Because these functions can execute arbitrary code at the user's permission level, it is relatively easy to write a malicious deserializer -- e.g. one that deletes all the files on your hard disk.
Dill is built on top of pickle, and the warnings apply just as much to pickle as they do to dill.
Pickle uses a stack language to effectively execute arbitrary Python code. An attacker can sneak in instructions to open up a backport to your machine, for example. Don't ever use pickled data from untrusted sources.
The documentation includes an explicit warning:
Warning: The
pickle
module is not secure against erroneous or maliciously constructed data. Never unpickle data received from an untrusted or unauthenticated source.
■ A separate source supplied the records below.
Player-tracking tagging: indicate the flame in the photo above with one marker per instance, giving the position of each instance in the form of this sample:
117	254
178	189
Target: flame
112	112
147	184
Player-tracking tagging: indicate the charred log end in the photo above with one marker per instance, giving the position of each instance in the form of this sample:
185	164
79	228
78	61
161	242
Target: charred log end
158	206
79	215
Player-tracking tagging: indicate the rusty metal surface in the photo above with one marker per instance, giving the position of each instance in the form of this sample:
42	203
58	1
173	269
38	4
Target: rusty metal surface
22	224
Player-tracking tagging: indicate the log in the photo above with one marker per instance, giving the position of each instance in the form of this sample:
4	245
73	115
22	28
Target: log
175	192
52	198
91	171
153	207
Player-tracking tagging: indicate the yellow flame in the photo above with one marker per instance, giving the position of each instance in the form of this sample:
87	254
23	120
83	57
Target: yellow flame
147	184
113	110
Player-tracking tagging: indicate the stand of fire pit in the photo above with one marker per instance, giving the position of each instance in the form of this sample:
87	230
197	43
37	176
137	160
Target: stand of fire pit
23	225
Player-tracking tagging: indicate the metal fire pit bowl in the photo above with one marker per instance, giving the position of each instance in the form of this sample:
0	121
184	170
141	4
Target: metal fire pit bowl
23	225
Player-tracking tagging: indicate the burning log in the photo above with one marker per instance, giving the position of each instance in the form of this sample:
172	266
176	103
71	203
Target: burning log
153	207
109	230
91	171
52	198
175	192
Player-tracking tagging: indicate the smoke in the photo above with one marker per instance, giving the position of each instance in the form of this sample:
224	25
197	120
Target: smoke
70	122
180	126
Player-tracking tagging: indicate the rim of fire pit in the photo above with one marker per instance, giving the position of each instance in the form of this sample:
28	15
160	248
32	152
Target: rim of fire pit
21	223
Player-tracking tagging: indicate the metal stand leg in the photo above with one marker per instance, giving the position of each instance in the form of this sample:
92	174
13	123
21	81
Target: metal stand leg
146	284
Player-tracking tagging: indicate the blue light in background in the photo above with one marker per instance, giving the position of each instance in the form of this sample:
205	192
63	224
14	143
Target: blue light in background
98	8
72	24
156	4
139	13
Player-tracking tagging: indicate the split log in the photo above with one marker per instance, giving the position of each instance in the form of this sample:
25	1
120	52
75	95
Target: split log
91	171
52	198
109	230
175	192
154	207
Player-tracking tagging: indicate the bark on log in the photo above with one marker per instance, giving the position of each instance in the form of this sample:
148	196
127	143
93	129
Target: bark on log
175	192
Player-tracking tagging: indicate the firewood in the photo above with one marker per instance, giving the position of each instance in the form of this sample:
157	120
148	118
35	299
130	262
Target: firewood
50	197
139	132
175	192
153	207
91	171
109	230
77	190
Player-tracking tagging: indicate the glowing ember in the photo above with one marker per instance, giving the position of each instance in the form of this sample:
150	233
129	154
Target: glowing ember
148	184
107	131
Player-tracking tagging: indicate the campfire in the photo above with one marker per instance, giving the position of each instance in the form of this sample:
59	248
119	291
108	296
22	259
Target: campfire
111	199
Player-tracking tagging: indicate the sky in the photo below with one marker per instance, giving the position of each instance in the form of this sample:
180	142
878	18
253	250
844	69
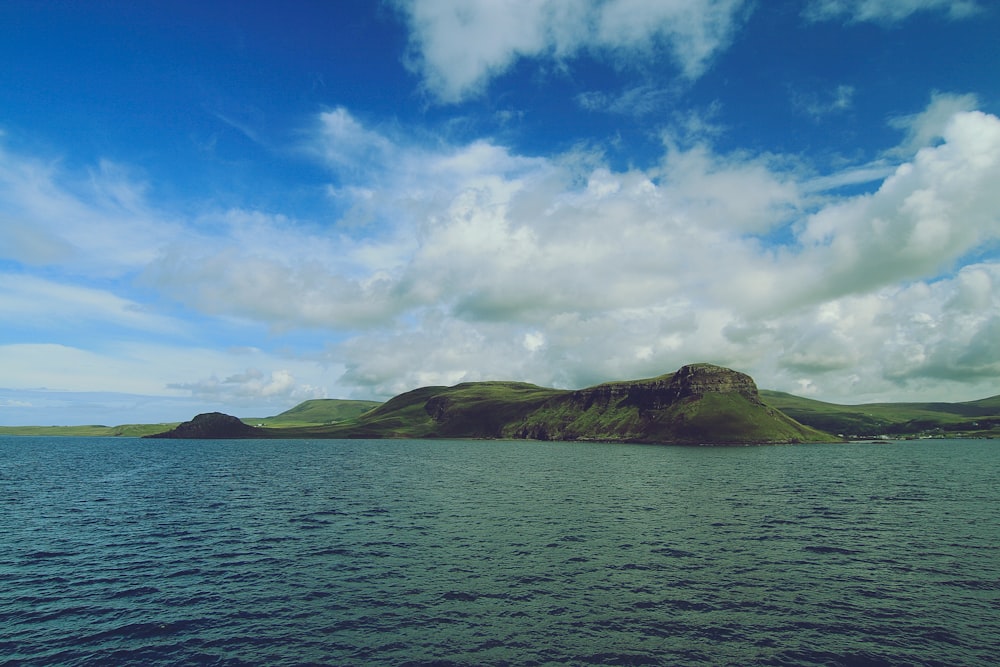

Although I don't see a warning, does a similar situation also exist for pickle?
Always, always assume that just because someone doesn't state it's dangerous it is not safe to use something.
That being said, Pickle docs do say the same:
Warning The
pickle
module is not secure against erroneous or maliciously constructed data. Never unpickle data received from an untrusted or unauthenticated source.
So yes, that security risk exists on pickle, too.
To explain the background: pickle and dill restore the state of python objects. In CPython, the default python implementation, this means restoring PyObjects
structs, which contain a length field. Modification of that, as an example, leads to funky effects and might have arbitrary effects on your python process' memory.
By the way, even assuming that data is not malicious doesn't mean you can un-pickle or un-dill just about anything that comes e.g. from a different python version. So, to me, that question is a bit of theoretical one: If you need portable objects, you will have to implement a rock-solid serialization/deserialization mechanism that transports the data you need transported, and nothing more or less.